Warsaw: Sunday 28th October 2012
Well, if it were not for the pain of leaving we would not truly know the joy of living. The Snow which fell continuously in bitter flurries, on Warsaw, yesterday is slowly melting and large clumps are falling from the roof tops, as the last of the October Sun returns their complex frozen forms to water, refreshing the sandy soil of this corner of the North European Plain. The route to the airport revealed patches of communal land suddenly and unseasonably in the possession of a succession of snowmen, hastily built by children’s’ hands and adorned with twigs and carrots and stony eyes.

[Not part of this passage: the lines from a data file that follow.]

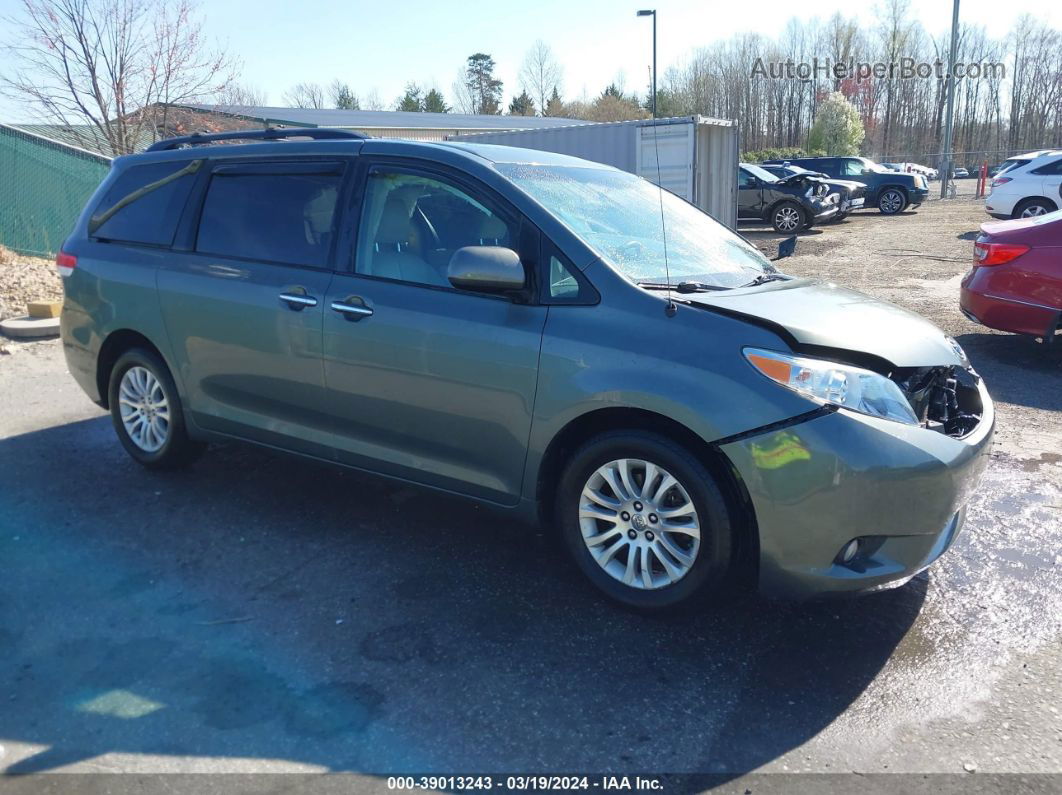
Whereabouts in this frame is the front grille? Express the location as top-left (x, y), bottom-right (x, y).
top-left (892, 366), bottom-right (984, 438)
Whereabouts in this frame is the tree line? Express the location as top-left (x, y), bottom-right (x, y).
top-left (0, 0), bottom-right (1062, 165)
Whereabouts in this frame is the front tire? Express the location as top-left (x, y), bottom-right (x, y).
top-left (554, 431), bottom-right (734, 610)
top-left (107, 348), bottom-right (205, 469)
top-left (877, 188), bottom-right (907, 215)
top-left (771, 202), bottom-right (811, 235)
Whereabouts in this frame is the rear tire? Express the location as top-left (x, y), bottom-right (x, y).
top-left (554, 431), bottom-right (735, 610)
top-left (107, 348), bottom-right (206, 469)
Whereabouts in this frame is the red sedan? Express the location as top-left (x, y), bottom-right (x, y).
top-left (959, 210), bottom-right (1062, 342)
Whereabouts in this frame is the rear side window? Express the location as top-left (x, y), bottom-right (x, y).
top-left (1032, 157), bottom-right (1062, 176)
top-left (195, 163), bottom-right (342, 267)
top-left (88, 160), bottom-right (203, 246)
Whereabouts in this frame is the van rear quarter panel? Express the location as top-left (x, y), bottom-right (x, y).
top-left (61, 240), bottom-right (184, 401)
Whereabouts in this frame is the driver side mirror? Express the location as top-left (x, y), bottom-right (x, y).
top-left (446, 245), bottom-right (527, 293)
top-left (771, 235), bottom-right (797, 262)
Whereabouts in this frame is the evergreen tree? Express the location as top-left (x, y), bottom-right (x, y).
top-left (330, 80), bottom-right (360, 110)
top-left (542, 86), bottom-right (566, 117)
top-left (395, 83), bottom-right (424, 113)
top-left (808, 91), bottom-right (866, 155)
top-left (422, 88), bottom-right (450, 114)
top-left (509, 91), bottom-right (534, 116)
top-left (464, 52), bottom-right (502, 116)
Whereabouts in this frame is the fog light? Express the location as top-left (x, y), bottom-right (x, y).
top-left (838, 538), bottom-right (859, 564)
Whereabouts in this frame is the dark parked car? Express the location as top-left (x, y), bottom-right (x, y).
top-left (959, 205), bottom-right (1062, 342)
top-left (56, 128), bottom-right (994, 607)
top-left (765, 157), bottom-right (929, 215)
top-left (737, 162), bottom-right (840, 234)
top-left (760, 163), bottom-right (867, 221)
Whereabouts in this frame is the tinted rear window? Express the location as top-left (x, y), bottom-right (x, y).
top-left (195, 171), bottom-right (341, 267)
top-left (88, 160), bottom-right (203, 246)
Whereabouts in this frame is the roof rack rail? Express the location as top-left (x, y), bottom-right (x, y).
top-left (144, 127), bottom-right (369, 152)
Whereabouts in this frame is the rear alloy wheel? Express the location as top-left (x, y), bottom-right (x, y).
top-left (1014, 198), bottom-right (1058, 218)
top-left (877, 188), bottom-right (907, 215)
top-left (771, 202), bottom-right (808, 235)
top-left (558, 432), bottom-right (731, 609)
top-left (107, 348), bottom-right (204, 469)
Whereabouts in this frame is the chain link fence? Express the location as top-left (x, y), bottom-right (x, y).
top-left (0, 124), bottom-right (110, 257)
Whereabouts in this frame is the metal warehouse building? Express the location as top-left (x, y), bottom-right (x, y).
top-left (449, 116), bottom-right (739, 228)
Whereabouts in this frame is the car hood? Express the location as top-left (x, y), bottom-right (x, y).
top-left (684, 279), bottom-right (966, 367)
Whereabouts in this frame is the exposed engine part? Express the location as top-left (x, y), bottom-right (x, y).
top-left (892, 366), bottom-right (984, 438)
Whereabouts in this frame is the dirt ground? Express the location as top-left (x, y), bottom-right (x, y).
top-left (0, 245), bottom-right (63, 321)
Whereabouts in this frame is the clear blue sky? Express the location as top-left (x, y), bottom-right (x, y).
top-left (0, 0), bottom-right (1062, 121)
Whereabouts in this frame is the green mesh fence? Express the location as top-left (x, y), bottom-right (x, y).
top-left (0, 124), bottom-right (110, 257)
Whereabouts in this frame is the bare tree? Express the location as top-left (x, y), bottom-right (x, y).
top-left (284, 83), bottom-right (325, 108)
top-left (217, 83), bottom-right (269, 107)
top-left (0, 0), bottom-right (238, 155)
top-left (519, 39), bottom-right (564, 109)
top-left (328, 77), bottom-right (361, 110)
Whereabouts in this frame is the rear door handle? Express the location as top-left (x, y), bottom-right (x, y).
top-left (277, 293), bottom-right (318, 312)
top-left (331, 298), bottom-right (373, 321)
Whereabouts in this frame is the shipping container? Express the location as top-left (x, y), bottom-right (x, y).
top-left (447, 116), bottom-right (738, 228)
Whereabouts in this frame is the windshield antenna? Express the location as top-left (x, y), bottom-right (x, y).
top-left (649, 80), bottom-right (679, 317)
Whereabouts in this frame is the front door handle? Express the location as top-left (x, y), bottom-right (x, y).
top-left (331, 298), bottom-right (373, 321)
top-left (277, 293), bottom-right (318, 312)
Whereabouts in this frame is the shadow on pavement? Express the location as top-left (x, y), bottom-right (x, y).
top-left (956, 331), bottom-right (1062, 411)
top-left (0, 417), bottom-right (925, 774)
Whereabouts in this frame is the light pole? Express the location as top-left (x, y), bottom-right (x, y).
top-left (940, 0), bottom-right (959, 198)
top-left (638, 8), bottom-right (656, 119)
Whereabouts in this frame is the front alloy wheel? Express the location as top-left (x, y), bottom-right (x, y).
top-left (107, 348), bottom-right (204, 469)
top-left (553, 430), bottom-right (739, 610)
top-left (877, 188), bottom-right (907, 215)
top-left (579, 459), bottom-right (701, 589)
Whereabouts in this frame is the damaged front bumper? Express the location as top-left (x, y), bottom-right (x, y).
top-left (720, 379), bottom-right (995, 599)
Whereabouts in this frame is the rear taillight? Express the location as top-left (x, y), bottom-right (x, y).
top-left (974, 241), bottom-right (1029, 265)
top-left (55, 252), bottom-right (78, 276)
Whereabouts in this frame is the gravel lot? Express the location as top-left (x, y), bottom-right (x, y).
top-left (0, 183), bottom-right (1062, 792)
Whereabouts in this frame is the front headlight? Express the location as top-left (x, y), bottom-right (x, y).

In a little over an hour flight BA847 will charge down the runway here at Warsaw: Frederick Chopin International Airport and convey me across this continent to London Heathrow. The white wine in the lounge is excellent, the Polish and Canadian voices which I can hear nearby are endearing. I have been upgraded. I should be happy.
To my love, I was positivity itself this morning, but this was an act, a white lie intended to lubricate an easier, less emotional parting. She knew it too, saw through it. Of course she did. For four years, she has seen the same charade in action, come to understand and play along with this reflexive defence mechanism. Neither of us wants tears or drama or self-possession. It achieves nothing, does not bring us back together any quicker.
But that does not mean that she wanted me to leave or that she does not will my return. That two was clear, explicit, if articulated without drama. She has tolerated four years of this, has had enough.
Chopin International Airport, despite being named after a musician whose nocturnes are supremely evocative, is as blandly functional a place as it is possible to conceive. And yet, somehow, in the repression of emotion, the enforced jollity, the prolonged kisses and squeezed hugs, this place cannot fully suppress the humanity of emotion, the exquisite sorrow of parting.
My flight has landed, is gliding along the apron past the window towards its allocated parking spot. That familiar British Airways livery, which can evoke in me such joy when viewed from the Departure lounge in Riyadh, today evokes nothing like so clear an emotion.